Romania’s private pensions deep in the red
The net asset value (NAV) of the mandatory private pension funds (Pillar II) has plunged by 8.5% on average in the year-to-date period at the end of September, Ziarul Financiar daily reported quoting data from the financial market’s supervisory body ASF.
The latest interest rate hike puts more pressure on the price of the bonds, which account for the largest part of the pension funds’ portfolio.
The Pillar II pension funds will thus certainly end the year with a negative performance - the first since they were set up. ASF reportedly requested the managers of private pension funds to submit their investment strategies and updated action plans for current market conditions.
The daily ends on a positive note: not many contributors have to cash their participation in the private pension funds, and most of the 7.6 mln contributors can wait “until the exchange is bottoming out”.

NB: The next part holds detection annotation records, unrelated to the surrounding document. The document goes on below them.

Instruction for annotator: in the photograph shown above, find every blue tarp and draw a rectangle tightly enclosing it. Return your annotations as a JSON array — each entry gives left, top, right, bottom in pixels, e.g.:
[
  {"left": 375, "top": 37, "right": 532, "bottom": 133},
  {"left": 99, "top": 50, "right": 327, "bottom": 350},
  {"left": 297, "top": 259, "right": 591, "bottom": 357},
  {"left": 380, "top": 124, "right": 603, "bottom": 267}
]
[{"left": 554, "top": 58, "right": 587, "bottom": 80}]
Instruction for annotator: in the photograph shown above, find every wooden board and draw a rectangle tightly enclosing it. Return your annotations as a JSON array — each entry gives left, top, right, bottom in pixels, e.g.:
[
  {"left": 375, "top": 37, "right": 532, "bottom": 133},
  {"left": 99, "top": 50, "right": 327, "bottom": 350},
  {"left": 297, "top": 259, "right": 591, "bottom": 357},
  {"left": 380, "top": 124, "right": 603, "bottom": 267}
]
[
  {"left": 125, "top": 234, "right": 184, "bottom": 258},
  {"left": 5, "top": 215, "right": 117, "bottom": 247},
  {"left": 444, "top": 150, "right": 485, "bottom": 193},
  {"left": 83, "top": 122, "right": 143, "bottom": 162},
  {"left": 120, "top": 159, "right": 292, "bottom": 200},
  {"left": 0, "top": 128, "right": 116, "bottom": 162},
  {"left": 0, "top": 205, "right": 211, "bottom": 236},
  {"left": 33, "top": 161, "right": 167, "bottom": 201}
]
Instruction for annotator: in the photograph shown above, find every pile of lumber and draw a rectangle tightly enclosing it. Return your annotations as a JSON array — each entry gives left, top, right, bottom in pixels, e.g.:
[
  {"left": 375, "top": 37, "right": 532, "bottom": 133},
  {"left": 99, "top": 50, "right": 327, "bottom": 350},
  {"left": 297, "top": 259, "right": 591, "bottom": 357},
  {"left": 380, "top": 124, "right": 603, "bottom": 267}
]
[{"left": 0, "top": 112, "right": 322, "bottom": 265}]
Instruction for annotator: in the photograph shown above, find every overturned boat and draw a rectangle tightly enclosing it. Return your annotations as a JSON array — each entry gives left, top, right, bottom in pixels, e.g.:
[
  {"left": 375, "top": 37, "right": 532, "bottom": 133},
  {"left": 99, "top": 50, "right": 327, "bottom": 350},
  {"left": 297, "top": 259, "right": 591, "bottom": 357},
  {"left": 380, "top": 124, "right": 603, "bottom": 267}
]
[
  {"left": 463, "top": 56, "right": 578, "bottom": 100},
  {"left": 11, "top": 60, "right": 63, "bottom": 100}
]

Anyways, it should be noted that the Pillar II funds’ loss has nothing to do with the Bucharest Exchange, are real and cannot be stopped until the interest rates return in the region where they were when the low-coupon bonds in their portfolios were purchased - which is not likely to happen soon.
In the meantime, the Government is the beneficiary of the cheap financing extended by the Pillar II fund managers, who can, in turn, invoke restrictive investment regulations that forced them to keep the diversification at a low level.
Pillar II funds are bleeding each day, and the managers have to make a difficult decision: mark the loss (and deepen it in an attempt to get rid of the bonds) or hope for a better time soon. This is perhaps the first time a differentiation among the Pillar II funds will become visible.